We had to hike out to Mori Point (in Pacifica?) to get the next clue, which was again 5 minipuzzles — a minesweeper, a paint-by-numbers, a diagramless crossword, and a 3-D maze, all of which were in a 4x4x4 cube. For each puzzle you took the “black” squares, which formed a 3-d contiguous piece, and constructed it out of the toy cubes they gave you. These could be put together to form a 4x4x4 cube with a missing piece, which was the missing “5th” minipuzzle. Looking at that shape from three directions gave the letters “HOT,” which was the answer. The puzzle was awesome in its construction but I was incompetent at assembling the cube.

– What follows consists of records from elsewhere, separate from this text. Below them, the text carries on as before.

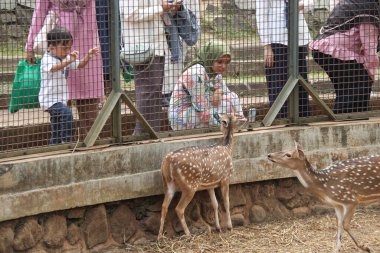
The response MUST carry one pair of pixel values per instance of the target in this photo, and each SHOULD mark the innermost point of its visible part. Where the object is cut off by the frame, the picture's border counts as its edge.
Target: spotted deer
(343, 185)
(193, 169)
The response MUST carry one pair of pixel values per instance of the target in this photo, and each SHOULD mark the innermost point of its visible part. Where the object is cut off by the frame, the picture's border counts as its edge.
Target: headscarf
(208, 54)
(350, 13)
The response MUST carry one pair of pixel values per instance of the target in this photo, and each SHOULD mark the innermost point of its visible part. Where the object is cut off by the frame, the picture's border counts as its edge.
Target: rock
(76, 213)
(73, 234)
(55, 231)
(298, 201)
(6, 240)
(51, 250)
(285, 193)
(95, 227)
(123, 224)
(28, 235)
(257, 214)
(301, 212)
(237, 220)
(286, 182)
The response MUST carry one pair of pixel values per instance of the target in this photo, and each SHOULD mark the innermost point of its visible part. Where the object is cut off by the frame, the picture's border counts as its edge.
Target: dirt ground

Next was a jaunt over to at a park near the Bay in San Mateo. There were 7 circles made out of sidewalk cement, with two-grooves each way to make 9 sections (a grid on a circle, if you will). In each circle were a set of numbers written in different colors in different orientations. If you stood facing each of the 4 directions, treated the 9 segments as a keypad, and typed into your phone the corresponding keys in the order of the digits, you got a 4 word phrase to clue a word for that pad. The 7 words each had a run of one “key” (so CRABCAKES has ABCA, which all correspond to 2). Taking these gives the 7-letter answer. We rocked this one out, and I liked the concept quite a bit.

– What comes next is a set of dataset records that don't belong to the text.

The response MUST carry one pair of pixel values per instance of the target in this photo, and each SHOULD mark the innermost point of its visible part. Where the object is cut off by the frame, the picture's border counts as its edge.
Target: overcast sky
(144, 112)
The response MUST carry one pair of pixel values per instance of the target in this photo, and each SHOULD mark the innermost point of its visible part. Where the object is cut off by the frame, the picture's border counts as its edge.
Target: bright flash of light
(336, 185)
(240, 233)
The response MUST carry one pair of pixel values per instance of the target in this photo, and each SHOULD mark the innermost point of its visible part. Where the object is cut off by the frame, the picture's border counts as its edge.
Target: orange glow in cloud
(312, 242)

We then went to a park somewhere (San Bruno?) and did the easiest event, which made us masters of space and time. Two team members, blindfolded, had to walk 100 feet and plant a flag within a small circle. The other two had to count 100 seconds exactly. You got partial points for however well you did.

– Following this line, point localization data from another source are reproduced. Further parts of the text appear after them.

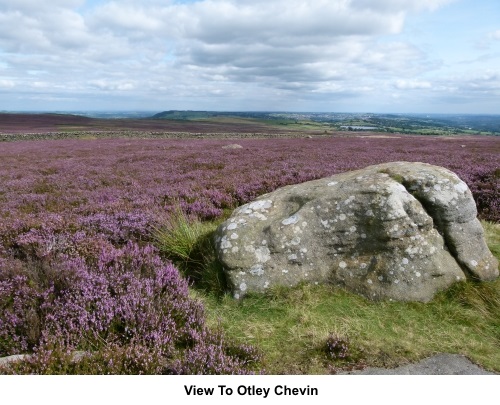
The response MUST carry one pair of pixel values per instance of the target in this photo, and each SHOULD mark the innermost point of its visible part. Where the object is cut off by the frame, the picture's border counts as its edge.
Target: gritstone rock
(400, 231)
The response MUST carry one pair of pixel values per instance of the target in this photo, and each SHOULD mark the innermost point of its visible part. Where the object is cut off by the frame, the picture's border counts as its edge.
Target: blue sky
(428, 56)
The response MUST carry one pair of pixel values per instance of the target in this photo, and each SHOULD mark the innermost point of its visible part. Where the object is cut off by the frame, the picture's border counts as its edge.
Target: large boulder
(400, 231)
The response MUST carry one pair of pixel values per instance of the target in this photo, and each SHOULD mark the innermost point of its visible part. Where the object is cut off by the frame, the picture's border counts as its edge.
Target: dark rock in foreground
(401, 231)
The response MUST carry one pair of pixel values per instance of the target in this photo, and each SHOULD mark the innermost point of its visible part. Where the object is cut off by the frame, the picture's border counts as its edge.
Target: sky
(380, 56)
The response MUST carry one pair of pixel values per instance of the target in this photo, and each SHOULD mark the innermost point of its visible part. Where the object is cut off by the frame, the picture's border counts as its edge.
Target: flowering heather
(77, 269)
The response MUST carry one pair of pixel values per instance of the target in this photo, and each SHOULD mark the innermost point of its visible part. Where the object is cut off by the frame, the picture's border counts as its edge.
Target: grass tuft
(189, 244)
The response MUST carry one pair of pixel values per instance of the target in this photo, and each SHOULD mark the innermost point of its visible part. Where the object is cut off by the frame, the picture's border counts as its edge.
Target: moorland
(107, 263)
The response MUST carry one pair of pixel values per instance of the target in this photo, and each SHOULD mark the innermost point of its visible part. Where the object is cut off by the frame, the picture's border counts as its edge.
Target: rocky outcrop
(399, 231)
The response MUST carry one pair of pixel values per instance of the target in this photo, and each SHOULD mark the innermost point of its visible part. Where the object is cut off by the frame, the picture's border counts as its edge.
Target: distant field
(43, 123)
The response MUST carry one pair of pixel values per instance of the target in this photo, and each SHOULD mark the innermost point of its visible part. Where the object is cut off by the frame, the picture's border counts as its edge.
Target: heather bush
(130, 313)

We were too late by the time we got to 7, so were skipped over 8 and went straight to 9, which involved going to a video store and requesting some B-movie. Inside the case were 6 squares and 8 triangles with dots and numbers on them, and slits on the edges so you could slide them together. Using some given rules you could construct a cube-octahedron and then trace out a path of dots which were “raised” if you looked at the thing through 3d glasses. Along each edge in the shape were 3 dots from the two faces incident on that edge, which gave a letter in Braille if you thought of the dots as raised. In path order you got a cluephrase for a the answer word. That was nice and thematic, with “raised dots” being Braille, unlike some puzzles where you say “oh I’ll just try every encoding on this.”

We had very little time to finish the 10th puzzle, which was a long clue list with all 9-letter answers, two grids, and a set of trigrams. Solving the clues and eliminating the trigrams from the list gives 3 remaining trigrams, which spell a clue phrase. The rules for entering words into the grid were a bit complicated, but do-able if we only had 20-30 more minutes, which we didn’t. Then again, no other team made it through this puzzle either, since the event had to end at 10 sharp. It looked like a really fun puzzle, though.

All in all, this was a nice set of puzzles which were elegant in mechanism and construction. I particularly appreciated the working in of thematic material, such as the dot-line-plane-space-time thing and the Braille. The downside of course is the driving around — a lot of time is killed just getting from point-A to point-B. But that is the way with all of these runaround games.